Lattice Boltzmann simulations of apparent slip and contact angle in hydrophobic micro-channels

TL;DR

This study uses Lattice Boltzmann simulations to explore the relationship between contact angle and slip length in hydrophobic micro-channels, proposing a formula to optimize nano-particle drag reduction.

Contribution

It introduces a novel relationship between contact angle and slip length and derives an equation for nano-particle size limits for drag reduction.

Findings

SIF and SIFS have minimal effect on contact angle-slip length relationship

Proposed relationship enables prediction of nano-particle size for drag reduction

Derived equation guides nano-particle application in microfluidic systems

Abstract

In this paper, we applied the Shan-Chen multiphase Lattice Boltzmann method to simulate two different parameters, contact angle (a static parameter) and slip length (a dynamic parameter), and we proposed a relationship between them by fitting those numerical simulation results.
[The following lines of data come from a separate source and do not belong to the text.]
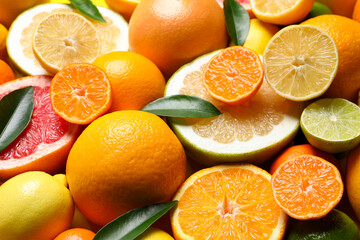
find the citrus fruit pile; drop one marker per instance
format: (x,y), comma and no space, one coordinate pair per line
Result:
(179,119)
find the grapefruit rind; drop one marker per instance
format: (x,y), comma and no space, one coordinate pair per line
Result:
(278,232)
(208,152)
(49,158)
(26,63)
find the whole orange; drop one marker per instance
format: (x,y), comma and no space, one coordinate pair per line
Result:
(135,80)
(76,234)
(124,160)
(173,32)
(6,73)
(356,12)
(346,34)
(343,7)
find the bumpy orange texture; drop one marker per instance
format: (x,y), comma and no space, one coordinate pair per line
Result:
(346,34)
(124,160)
(173,32)
(135,80)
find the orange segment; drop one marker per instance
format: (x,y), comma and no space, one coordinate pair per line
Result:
(227,202)
(234,75)
(307,187)
(80,93)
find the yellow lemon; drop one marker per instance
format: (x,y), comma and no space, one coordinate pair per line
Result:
(34,206)
(259,35)
(101,3)
(154,234)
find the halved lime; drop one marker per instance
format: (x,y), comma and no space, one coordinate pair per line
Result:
(254,132)
(300,62)
(113,35)
(332,124)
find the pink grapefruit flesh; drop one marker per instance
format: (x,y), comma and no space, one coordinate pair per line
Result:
(46,141)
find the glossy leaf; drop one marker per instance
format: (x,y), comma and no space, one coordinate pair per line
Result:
(182,106)
(237,21)
(15,110)
(133,223)
(87,8)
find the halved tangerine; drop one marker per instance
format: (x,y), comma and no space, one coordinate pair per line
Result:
(45,142)
(228,202)
(80,93)
(234,75)
(307,187)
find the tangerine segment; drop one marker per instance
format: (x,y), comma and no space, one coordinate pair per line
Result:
(228,202)
(234,75)
(307,187)
(80,93)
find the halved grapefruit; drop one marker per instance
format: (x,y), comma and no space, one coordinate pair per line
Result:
(253,132)
(45,142)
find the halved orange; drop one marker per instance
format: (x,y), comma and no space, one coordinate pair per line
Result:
(307,187)
(80,93)
(234,75)
(227,202)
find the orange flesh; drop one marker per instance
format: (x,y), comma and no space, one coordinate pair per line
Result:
(230,204)
(257,118)
(307,187)
(80,93)
(233,75)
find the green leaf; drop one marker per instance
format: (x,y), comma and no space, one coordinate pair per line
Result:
(133,223)
(237,21)
(182,106)
(15,110)
(87,8)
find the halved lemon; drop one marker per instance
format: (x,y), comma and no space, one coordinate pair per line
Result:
(63,38)
(282,12)
(253,132)
(300,62)
(113,35)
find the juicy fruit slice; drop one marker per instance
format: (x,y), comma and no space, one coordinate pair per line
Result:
(332,124)
(281,12)
(335,225)
(46,142)
(254,132)
(227,202)
(113,35)
(80,93)
(63,38)
(307,187)
(234,75)
(292,65)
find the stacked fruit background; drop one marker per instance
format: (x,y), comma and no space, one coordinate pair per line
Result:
(179,119)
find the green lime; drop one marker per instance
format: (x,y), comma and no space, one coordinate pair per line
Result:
(332,124)
(319,9)
(335,225)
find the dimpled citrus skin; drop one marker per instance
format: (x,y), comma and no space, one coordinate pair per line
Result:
(34,206)
(346,34)
(173,32)
(135,80)
(124,160)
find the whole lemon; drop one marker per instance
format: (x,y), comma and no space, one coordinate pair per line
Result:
(154,234)
(34,206)
(173,32)
(124,160)
(10,9)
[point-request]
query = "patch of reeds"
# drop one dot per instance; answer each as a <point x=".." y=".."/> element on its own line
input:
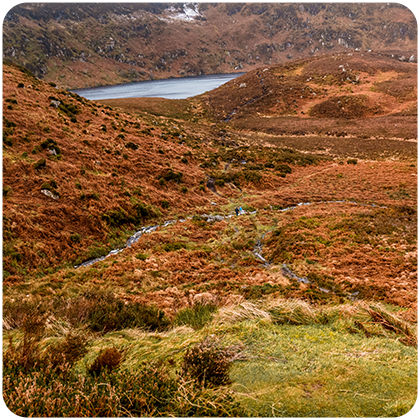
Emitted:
<point x="371" y="319"/>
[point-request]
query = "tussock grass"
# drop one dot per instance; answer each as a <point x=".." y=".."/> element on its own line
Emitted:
<point x="269" y="358"/>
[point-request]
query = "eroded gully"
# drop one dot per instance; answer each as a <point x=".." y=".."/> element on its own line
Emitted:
<point x="257" y="251"/>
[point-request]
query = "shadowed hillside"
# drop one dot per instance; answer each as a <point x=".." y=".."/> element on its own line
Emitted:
<point x="250" y="252"/>
<point x="78" y="45"/>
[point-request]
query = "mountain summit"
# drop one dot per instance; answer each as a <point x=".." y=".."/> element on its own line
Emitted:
<point x="77" y="45"/>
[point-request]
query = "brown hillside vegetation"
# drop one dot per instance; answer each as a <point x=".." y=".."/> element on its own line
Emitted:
<point x="79" y="177"/>
<point x="133" y="287"/>
<point x="81" y="45"/>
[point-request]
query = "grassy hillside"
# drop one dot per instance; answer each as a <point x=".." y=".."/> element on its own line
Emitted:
<point x="304" y="305"/>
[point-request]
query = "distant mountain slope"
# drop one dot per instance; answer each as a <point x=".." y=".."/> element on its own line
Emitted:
<point x="312" y="94"/>
<point x="88" y="44"/>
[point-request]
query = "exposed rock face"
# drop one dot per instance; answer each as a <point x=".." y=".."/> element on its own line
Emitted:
<point x="89" y="44"/>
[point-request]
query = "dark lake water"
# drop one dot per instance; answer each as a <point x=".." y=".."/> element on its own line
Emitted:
<point x="179" y="88"/>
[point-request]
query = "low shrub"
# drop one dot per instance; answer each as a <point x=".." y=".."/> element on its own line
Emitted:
<point x="108" y="359"/>
<point x="195" y="317"/>
<point x="170" y="175"/>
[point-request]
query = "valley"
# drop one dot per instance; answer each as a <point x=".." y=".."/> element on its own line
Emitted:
<point x="294" y="308"/>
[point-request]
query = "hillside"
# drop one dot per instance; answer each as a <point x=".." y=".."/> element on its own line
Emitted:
<point x="79" y="45"/>
<point x="131" y="287"/>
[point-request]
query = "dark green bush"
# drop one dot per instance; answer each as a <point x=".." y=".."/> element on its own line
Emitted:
<point x="69" y="109"/>
<point x="174" y="246"/>
<point x="51" y="144"/>
<point x="170" y="175"/>
<point x="107" y="313"/>
<point x="40" y="164"/>
<point x="108" y="359"/>
<point x="130" y="144"/>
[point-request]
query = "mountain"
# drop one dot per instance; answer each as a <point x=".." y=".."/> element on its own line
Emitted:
<point x="78" y="45"/>
<point x="132" y="288"/>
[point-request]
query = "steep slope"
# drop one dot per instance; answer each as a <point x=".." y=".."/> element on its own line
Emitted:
<point x="88" y="44"/>
<point x="73" y="171"/>
<point x="378" y="90"/>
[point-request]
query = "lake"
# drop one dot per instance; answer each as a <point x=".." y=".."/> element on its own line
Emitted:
<point x="176" y="88"/>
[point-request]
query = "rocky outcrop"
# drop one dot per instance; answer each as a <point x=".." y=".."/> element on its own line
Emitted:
<point x="88" y="44"/>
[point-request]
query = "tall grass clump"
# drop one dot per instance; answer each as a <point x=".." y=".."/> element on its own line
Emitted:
<point x="195" y="317"/>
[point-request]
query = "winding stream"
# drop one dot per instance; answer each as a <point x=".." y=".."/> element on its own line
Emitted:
<point x="257" y="251"/>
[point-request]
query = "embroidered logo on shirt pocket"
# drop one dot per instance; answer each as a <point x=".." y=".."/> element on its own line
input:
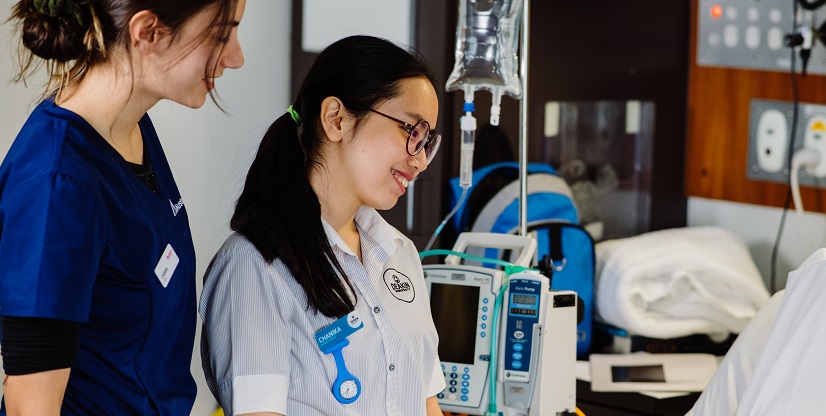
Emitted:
<point x="399" y="285"/>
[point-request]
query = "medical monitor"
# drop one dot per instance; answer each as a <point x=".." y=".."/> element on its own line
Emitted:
<point x="461" y="302"/>
<point x="455" y="311"/>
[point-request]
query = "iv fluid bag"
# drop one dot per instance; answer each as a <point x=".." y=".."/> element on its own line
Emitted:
<point x="487" y="37"/>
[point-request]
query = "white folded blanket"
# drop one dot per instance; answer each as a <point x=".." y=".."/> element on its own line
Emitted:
<point x="678" y="282"/>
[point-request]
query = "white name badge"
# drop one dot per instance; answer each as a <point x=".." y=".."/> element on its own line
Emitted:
<point x="166" y="265"/>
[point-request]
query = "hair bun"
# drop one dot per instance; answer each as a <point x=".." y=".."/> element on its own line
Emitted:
<point x="54" y="38"/>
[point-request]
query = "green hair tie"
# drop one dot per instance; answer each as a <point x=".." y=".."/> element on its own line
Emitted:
<point x="64" y="8"/>
<point x="294" y="115"/>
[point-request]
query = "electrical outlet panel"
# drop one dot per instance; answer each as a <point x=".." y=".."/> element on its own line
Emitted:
<point x="770" y="129"/>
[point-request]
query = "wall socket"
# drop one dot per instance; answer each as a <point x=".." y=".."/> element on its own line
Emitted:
<point x="770" y="127"/>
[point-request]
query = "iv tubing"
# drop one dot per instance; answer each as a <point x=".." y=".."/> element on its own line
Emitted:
<point x="492" y="409"/>
<point x="523" y="124"/>
<point x="447" y="218"/>
<point x="468" y="126"/>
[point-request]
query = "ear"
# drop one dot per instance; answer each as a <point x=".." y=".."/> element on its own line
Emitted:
<point x="146" y="31"/>
<point x="335" y="119"/>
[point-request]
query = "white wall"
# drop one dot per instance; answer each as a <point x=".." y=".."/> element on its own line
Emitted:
<point x="209" y="151"/>
<point x="758" y="225"/>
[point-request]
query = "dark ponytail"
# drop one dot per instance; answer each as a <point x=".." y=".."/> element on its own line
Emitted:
<point x="72" y="36"/>
<point x="278" y="211"/>
<point x="57" y="38"/>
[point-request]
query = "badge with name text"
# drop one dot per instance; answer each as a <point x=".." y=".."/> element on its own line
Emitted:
<point x="166" y="265"/>
<point x="338" y="330"/>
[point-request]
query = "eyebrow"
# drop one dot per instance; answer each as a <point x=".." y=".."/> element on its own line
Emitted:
<point x="416" y="116"/>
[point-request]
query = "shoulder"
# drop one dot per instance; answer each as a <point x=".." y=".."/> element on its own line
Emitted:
<point x="239" y="264"/>
<point x="52" y="141"/>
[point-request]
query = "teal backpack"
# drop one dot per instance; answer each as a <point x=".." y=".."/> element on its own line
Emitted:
<point x="564" y="247"/>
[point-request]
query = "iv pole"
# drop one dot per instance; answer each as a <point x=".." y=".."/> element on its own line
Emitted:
<point x="523" y="124"/>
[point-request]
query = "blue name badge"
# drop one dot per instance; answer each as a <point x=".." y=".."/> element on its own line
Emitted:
<point x="338" y="331"/>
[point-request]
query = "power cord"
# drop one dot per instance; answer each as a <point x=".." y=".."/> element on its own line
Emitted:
<point x="795" y="111"/>
<point x="808" y="158"/>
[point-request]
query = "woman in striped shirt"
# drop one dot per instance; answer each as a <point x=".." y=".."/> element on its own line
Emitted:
<point x="309" y="248"/>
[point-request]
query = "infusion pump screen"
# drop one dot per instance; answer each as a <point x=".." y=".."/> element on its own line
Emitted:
<point x="455" y="309"/>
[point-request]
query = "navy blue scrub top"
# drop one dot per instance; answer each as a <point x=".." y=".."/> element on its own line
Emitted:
<point x="80" y="239"/>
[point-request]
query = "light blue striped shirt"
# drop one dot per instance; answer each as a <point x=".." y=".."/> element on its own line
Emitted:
<point x="258" y="347"/>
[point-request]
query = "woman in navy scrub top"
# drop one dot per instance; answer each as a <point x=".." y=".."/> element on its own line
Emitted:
<point x="97" y="266"/>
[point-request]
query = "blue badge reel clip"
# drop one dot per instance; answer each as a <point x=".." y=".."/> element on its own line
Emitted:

By changing the values of the strength of interaction between fluid particles (SIF) and the strength of interaction between fluid and solid surface (SIFS), we simulated a series of contact angles and slip lengths. Our numerical simulation results show that both SIF and SIFS have little effects on the relationship between contact angle and slip length. Using the proposed relationship between slip length and contact angle, we further derived an equation to determine the upper limit of nano-particles' diameter under which drag-reduction can be achieved when using nano-particles adsorbing method.